Los dos años siguientes los pasó en Salzburgo, languideciendo en su «esclavitud episcopal», hasta que le llegó un encargo de Munich: la composición de una ópera, Idomeneo, en la que Mozart, aun dentro del esquema cortesano de Gluck, superaría sus anteriores composiciones para la escena. En 1781 Mozart y la familia Weber coincidieron en Viena. Él, como miembro de la corte de Colloredo, trasladada a la capital; la familia Weber, para seguir los acontecimientos musicales de la temporada. Surgió entonces el amor por la hermana de Aloysia, Constance.

Entretanto, las relaciones con el arzobispo se encresparon. Mozart, para desesperación de Leopold, no era ningún modelo de diplomacia y, pese a su carácter risueño y bondadoso, reaccionaba con acritud instantánea cuando se sentía atacado o humillado. A primeros de mayo, Mozart recibió la orden, a través de un lacayo de Colloredo, de abandonar inmediatamente Viena, al parecer, para llevar un paquete a Salzburgo, en donde se le indicó que debía permanecer. Mozart presentó su carta de dimisión al arzobispo, quien la aceptó de inmediato. Libre de patrones, Mozart residiría en Viena el resto de su vida.

En Viena

Mozart prefiguraba así el artista moderno del romanticismo, muy en consonancia con el espíritu rebelde del Sturm und Drang y la sensibilidad wertheriana que conmocionaba a la juventud alemana de la época; un artista que quería liberarse de la servidumbre feudal, que se resistía a insertarse en las filas del funcionariado cultural, y pretendía sobrevivir a sus solas expensas. Mozart habría de pagar muy cara su ejemplar osadía; pero, por el momento, se sintió feliz y libre. Comenzó a dar lecciones de piano y a componer sin descanso. Muy pronto la suerte se puso de su lado: recibió el encargo de escribir una ópera para conmemorar la visita del gran duque de Rusia a Viena. Como por aquel entonces estaban de moda los temas turcos, exponentes del exotismo oriental con ciertos toques levemente eróticos, Mozart abordó la composición de El rapto del serrallo, que, estrenada un año más tarde, se convirtió en su primer éxito verdadero, no solamente en Austria sino también en Alemania y otras ciudades europeas como Praga.

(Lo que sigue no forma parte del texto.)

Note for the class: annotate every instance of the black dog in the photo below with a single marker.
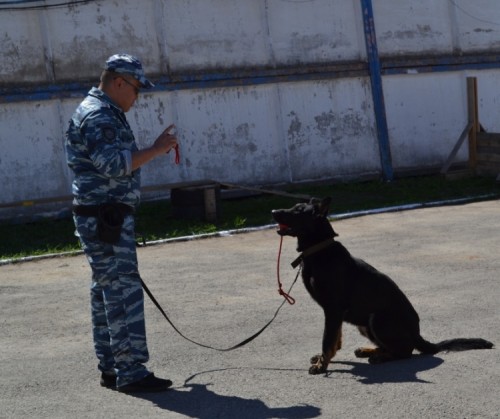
(349, 289)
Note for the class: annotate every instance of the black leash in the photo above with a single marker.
(239, 345)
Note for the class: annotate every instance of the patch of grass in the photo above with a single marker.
(154, 219)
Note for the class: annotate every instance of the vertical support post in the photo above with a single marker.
(210, 202)
(473, 117)
(377, 89)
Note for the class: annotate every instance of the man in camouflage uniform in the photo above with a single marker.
(102, 153)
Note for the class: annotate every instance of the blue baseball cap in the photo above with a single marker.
(128, 64)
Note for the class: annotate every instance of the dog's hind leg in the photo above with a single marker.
(332, 342)
(366, 352)
(392, 337)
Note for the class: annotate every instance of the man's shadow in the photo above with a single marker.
(197, 401)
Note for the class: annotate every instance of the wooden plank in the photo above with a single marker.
(472, 111)
(487, 157)
(268, 191)
(454, 152)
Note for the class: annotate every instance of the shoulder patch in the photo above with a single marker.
(108, 133)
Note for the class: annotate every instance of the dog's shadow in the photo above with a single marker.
(198, 401)
(402, 371)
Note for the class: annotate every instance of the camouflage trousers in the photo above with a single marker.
(117, 301)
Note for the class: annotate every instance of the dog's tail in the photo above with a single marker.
(453, 345)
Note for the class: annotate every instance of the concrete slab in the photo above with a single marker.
(220, 291)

El 4 de agosto de 1782, poco después de este gran triunfo, Mozart se casó con Constance Weber, a quien dedicó la serenata Nachmusik (K. 388). Mucho han discutido los biógrafos los motivos de esta boda. ¿Auténtico amor? ¿Debilidad ante las maniobras casamenteras de la madre de Constance? ¿Necesidad de afirmarse en su nueva independencia frente a las presiones de Leopold? Posiblemente hubiera de todo un poco. La genialidad musical de Mozart no tenía por qué coincidir con la madurez del carácter.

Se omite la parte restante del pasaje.